Shirley Armstrong Hall, a Baltimore County Schools principal who issued World War II news reports to downtown shoppers, died of congestive heart failure July 15 at the Maples of Stoneleigh, an assisted living facility. She was 100 and lived in Towson.

Born in Baltimore County and raised in Lansdowne, she was the daughter of Helen Barrett Armstrong, a Stewart’s department store supervisor, and George Seymour Armstrong, a Baltimore and Ohio Railroad worker.

A 1940 graduate of Catonsville High School, she earned a bachelor’s degree and a master’s degree from the University of Maryland, College Park, and a liberal arts master’s degree from the Johns Hopkins University in 1975.

She was a longtime Kappa Delta sorority member and past president of its alumnae association.

Shirley Armstrong Hall was invited to the White House for several 50th anniversary World War II ceremonies. (Handout)

In her published memoir, “The Lost Years,” she recalled hearing the news of the bombing of Pearl Harbor while a student at College Park.

A volunteer for wartime work, she spent a summer at the old Glenn L. Martin plant at Middle River and taught English as a second language to Mexican workers brought to the United States as Pennsylvania Railroad wartime workers.

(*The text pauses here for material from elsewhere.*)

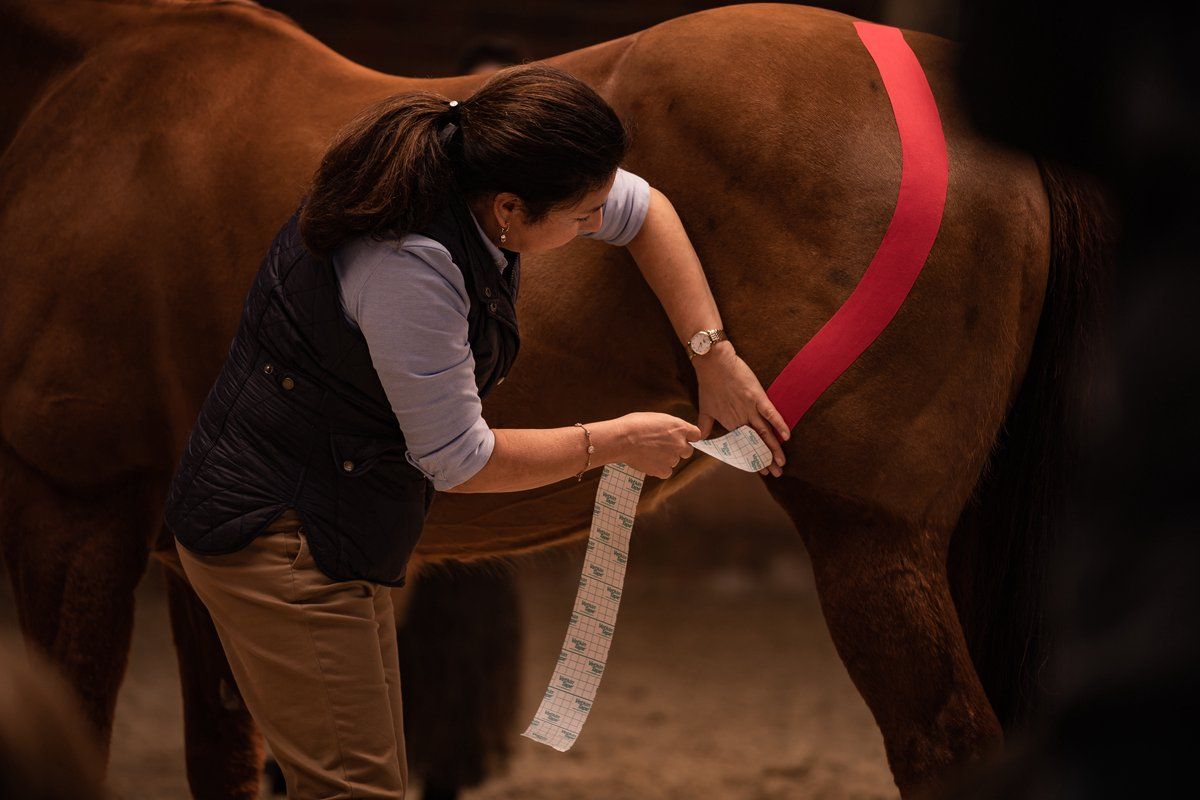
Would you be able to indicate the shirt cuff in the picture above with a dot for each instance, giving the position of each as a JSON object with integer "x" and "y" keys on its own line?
{"x": 459, "y": 459}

Because of wartime gas rationing she arrived at her senior prom at Washington’s Willard Hotel on a chartered streetcar, she wrote.

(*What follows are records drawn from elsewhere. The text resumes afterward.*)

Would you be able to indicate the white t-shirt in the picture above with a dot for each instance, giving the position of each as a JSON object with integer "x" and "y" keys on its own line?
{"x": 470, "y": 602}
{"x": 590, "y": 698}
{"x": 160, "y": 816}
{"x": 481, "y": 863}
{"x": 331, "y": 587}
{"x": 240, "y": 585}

After graduation, she joined the advertising staff of the old Hochschild, Kohn department store, which encouraged shoppers at its Howard and Lexington streets headquarters to buy wartime bonds in support of the military effort.

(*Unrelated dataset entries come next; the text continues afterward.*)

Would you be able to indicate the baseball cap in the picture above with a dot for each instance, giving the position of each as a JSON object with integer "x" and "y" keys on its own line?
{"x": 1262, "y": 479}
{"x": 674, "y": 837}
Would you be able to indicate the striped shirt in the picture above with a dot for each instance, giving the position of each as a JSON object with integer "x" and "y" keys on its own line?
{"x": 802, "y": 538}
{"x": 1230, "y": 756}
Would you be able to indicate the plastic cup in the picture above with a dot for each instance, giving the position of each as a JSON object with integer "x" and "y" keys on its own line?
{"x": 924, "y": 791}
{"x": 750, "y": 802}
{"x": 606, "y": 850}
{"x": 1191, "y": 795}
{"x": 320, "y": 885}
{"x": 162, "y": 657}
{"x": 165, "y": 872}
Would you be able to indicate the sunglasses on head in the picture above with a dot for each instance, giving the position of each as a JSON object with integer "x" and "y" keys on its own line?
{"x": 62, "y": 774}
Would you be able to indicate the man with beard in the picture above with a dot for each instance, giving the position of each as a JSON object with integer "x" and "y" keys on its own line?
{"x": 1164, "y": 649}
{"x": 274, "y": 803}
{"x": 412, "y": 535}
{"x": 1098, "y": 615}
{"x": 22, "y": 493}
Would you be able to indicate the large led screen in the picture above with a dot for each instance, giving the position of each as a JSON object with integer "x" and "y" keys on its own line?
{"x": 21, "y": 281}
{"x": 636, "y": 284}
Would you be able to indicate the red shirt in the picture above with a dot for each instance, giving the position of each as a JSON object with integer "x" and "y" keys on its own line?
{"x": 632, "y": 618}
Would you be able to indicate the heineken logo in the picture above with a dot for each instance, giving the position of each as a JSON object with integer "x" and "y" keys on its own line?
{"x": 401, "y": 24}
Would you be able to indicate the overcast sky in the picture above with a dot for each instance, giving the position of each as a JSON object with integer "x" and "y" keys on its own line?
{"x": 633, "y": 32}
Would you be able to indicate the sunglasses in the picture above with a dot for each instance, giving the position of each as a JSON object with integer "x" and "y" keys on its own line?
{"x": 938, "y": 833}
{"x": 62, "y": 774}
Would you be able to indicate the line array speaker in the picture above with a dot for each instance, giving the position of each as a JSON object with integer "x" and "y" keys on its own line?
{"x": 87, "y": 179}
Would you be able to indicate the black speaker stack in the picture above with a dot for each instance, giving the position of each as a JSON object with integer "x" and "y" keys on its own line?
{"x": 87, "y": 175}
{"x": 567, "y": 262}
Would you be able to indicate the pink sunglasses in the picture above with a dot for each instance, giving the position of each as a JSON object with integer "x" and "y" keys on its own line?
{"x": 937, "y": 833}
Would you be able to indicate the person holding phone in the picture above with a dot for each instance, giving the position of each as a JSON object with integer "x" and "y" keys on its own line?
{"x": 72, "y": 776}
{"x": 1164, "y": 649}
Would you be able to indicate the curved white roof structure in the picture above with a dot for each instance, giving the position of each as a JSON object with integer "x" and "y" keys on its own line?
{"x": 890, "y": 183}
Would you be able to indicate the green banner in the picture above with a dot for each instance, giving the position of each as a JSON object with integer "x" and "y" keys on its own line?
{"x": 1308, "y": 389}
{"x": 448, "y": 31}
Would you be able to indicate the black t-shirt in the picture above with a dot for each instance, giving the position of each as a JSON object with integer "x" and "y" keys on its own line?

“Every week or so the store had a Bond Rally before work with music, local celebrities and a pep talk about buying U.S. Savings Bonds. … I was asked to be the newscaster in the window,” she wrote. “It wasn’t exactly CNN, but the newsroom displayed large maps of the European and Asian Theaters of Operation, a working Teletype machine, and a desk with a microphone. The Teletype chugged, clanged, and spit out news stories on a continuous sheet of yellow paper.

“As a crowd gathered on the sidewalk outside the window, I tore off the latest story and read it over the mic.

“One of my most difficult stints as a newscaster was during the December, 1944 Battle of the Bulge in Europe. The Allies’ and particularly America’s losses were devastating.  We were losing the battle that continued for days, and I think my audience and I reached the conclusion that winning the war was far from a sure thing,” she wrote.

While at the store she was selected to model professional women’s attire for Harper’s Bazaar magazine.

“She had a sunny personality,” said her daughter, Paige Coleman Sober. “She was absolutely brilliant and retained everything. She had an eye for fashion and colors.”

She joined the Baltimore County Department of Education and taught at Lansdowne Elementary School before joining the faculty of the newly opened Hampton Elementary in 1957.

She went on to be vice principal at Cockeysville Elementary in Cockeysville, principal at Pot Spring Elementary in Timonium, and principal at Padonia Elementary in Cockeysville. She retired in 1983.

“My mother was innovative. In 1957, as a fifth grade teacher at the brand-new Hampton Elementary, she arranged a short plane trip to Washington, D.C., where the class visited the Smithsonian Institution and the National Gallery of Art. Their class left from what was called Friendship Airport and flew to National Airport in Arlington.”

At Padonia Elementary, she was told to bring harmony to the school where families moved frequently and some students arrived speaking no English.

Her daughter said Mrs. Hall broke through students’ anxiety one day when a boy brought a live snake to class for show-and-tell.

“She held the snake and was not afraid of it,” her daughter said. “It did the trick.”

“My mother capitalized on the diversity of the community, and the American-born students’ lives were enriched through the association with the children from the many different cultures,” her daughter said.

Her marriage to John Arnold Coleman Sr. in 1946 ended in divorce. She then married Joseph Adrian Hall, a World War II veteran who served in the Persian Gulf.

She and her husband attended Persian Gulf command reunions and were invited to the White House for several 50th anniversary World War II ceremonies.

“My mother traveled the globe extensively to her dream destinations:  Nicaragua, Venezuela, Costa Rica, Peru, Chile, Rapa Nui, New Zealand, Australia, China, Jordan, Egypt, Kenya, South Africa, France and Britain,” her daughter said.

Survivors include her daughter, Paige Coleman Sober, of Encino, California; and three cousins, Burke Barrett, of Catonsville, Donn Barrett, of Kensington, and Bruce Barrett, of Bishopville.

Her husband, Joseph Adrian Hall died in 2000. Her son, John Arnold Coleman Jr., died in 2021.

Private services will be held at Arlington National Cemetery.